The National Commission concurring with the view
expressed by the State commission interpreting the
expression "impact" observed that the said word has
to be construed liberally and in its wider sense.
The only point that arises for consideration is
whether the word "impact" contained in clause 5 of
the insurance policy covers the damage caused to the
building and machinery due to driving of the bulldozer
on the road close to the building. It is evident from
the terms of the insurance policy that the property was
insured as against destruction or damage to whole or
part. The appellant company agreed to pay towards
destruction or damage to the property insured to the
extent of its liability on account of various
happenings. In the present case both the parties
relied on clause 5 of the insurance policy. Clause 5
is also subject to exclusions contained in the
insurance policy. That a damage caused to the building
or machinery on account of driving of vehicle on the
road close to the building is not excluded. Clause 5
speaks of "impact" by any rail/road vehicle or
animal. If the appellant company wanted to exclude any
damage or destruction caused on account of driving of
vehicle on the road close to the building, it could
have expressly excluded. The insured possibly did not
understand and expect that the destruction and damage
to the building and machinery is confined only to the
direct collusion by vehicle moving on the road to the
building or machinery. In the ordinary course, the
question of a vehicle directly dashing the building or
the machinery inside the building does not arise.
Further, "impact" by road vehicle found in the
company of other words in the same clause 5 normally
indicates that damage caused to the building on account
of vibration by driving of vehicle close to the road is
also included. In order to interpret this clause, it
is also necessary to gather the intention of the
parties from the words used in the policy. If the word
"impact" is interpreted narrowly the question of
impact by any rail would not arise as the question of a
rail forcibly coming to the contact of a building or
machinery would not arise. In the absence of specific
exclusion and the word "impact" having more meanings
in the context, it cannot be confined to forcible
contact alone when it includes the meanings "to drive
close", "effective action of one thing upon another"
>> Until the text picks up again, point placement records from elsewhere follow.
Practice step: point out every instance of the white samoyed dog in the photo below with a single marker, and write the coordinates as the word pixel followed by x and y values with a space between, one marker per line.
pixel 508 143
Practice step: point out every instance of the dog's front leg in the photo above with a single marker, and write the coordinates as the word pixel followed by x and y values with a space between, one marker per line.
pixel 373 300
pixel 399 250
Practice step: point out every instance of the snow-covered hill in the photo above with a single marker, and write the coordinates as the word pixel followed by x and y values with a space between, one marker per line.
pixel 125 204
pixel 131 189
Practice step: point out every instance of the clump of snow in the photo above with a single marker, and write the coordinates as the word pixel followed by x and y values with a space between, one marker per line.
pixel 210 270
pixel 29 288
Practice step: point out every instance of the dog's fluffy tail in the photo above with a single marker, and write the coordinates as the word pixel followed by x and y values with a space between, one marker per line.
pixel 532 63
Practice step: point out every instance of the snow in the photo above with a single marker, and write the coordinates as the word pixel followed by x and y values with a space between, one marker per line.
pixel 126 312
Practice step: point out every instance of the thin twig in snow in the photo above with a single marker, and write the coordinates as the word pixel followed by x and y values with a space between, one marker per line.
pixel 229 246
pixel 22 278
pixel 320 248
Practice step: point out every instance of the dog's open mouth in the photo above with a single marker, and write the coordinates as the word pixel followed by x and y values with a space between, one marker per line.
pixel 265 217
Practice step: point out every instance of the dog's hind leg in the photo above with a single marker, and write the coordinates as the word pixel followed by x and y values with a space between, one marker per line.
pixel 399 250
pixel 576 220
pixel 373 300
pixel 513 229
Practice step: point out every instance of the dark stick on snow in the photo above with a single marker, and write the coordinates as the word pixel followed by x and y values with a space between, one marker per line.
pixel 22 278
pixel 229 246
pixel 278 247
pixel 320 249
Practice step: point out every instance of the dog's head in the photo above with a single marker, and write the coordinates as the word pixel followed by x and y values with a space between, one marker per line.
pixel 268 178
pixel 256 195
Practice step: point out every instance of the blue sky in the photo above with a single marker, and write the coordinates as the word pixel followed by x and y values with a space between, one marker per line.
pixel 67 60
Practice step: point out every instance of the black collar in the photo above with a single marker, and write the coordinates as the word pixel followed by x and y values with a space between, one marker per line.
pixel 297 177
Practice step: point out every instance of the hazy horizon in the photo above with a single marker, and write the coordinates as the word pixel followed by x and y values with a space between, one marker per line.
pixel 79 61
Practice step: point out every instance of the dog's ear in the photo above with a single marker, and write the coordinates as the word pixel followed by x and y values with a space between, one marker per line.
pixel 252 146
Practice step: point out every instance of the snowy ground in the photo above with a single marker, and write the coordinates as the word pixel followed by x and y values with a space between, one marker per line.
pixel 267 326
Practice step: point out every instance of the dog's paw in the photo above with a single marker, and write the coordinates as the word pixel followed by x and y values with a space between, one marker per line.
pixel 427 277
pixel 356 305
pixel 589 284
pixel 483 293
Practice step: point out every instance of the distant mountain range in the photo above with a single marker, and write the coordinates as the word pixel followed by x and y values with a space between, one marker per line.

and "the effect of such action", it is reasonable and
fair to hold in the context that the word "impact"
contained in clause 5 of the insurance policy covers
the case of the respondent to say that damage caused to
the building and machinery on account of the bulldozer
moving closely on the road was on account of its
"impact". It is also settled position in law that if
there is any ambiguity or a term is capable of two
possible interpretations one beneficial to the insured
should be accepted consistent with the purpose for
which the policy is taken, namely, to cover the risk on
the happening of certain event. Although there is no
ambiguity in the expression "impact", even otherwise
applying the rule of contra proferentem, the use of the
word "impact" in clause 5 in the instant policy must
be construed against the appellant. Where the words of
a document are ambiguous, they shall be construed
against the party who prepared the document. This rule
applies to contracts of insurance and clause 5 of the
insurance policy even after reading the entire policy
in the present case should be construed against the
insurer. A Constitution Bench of this Court in General
Assurance Society Ltd. vs. Chandumull Jain & Anr. [1966
(3) SCR 500] has expressed that "in a contract of
insurance, there is requirement of uberrima fides, i.e.
good faith on the part of the assured and the contract
is likely to be construed contra proferentem i.e.
against the company in case of ambiguity or doubt."
In the light of what is stated above, no fault can
be found with the impugned order. The interpretation
placed by the State Commission as well as by the
National Commission in relation to the expression
"impact" is in order and appropriate. Hence the
point is answered in the affirmative.
Under the circumstances we find no merit in the
appeal. Consequently it is dismissed. No costs.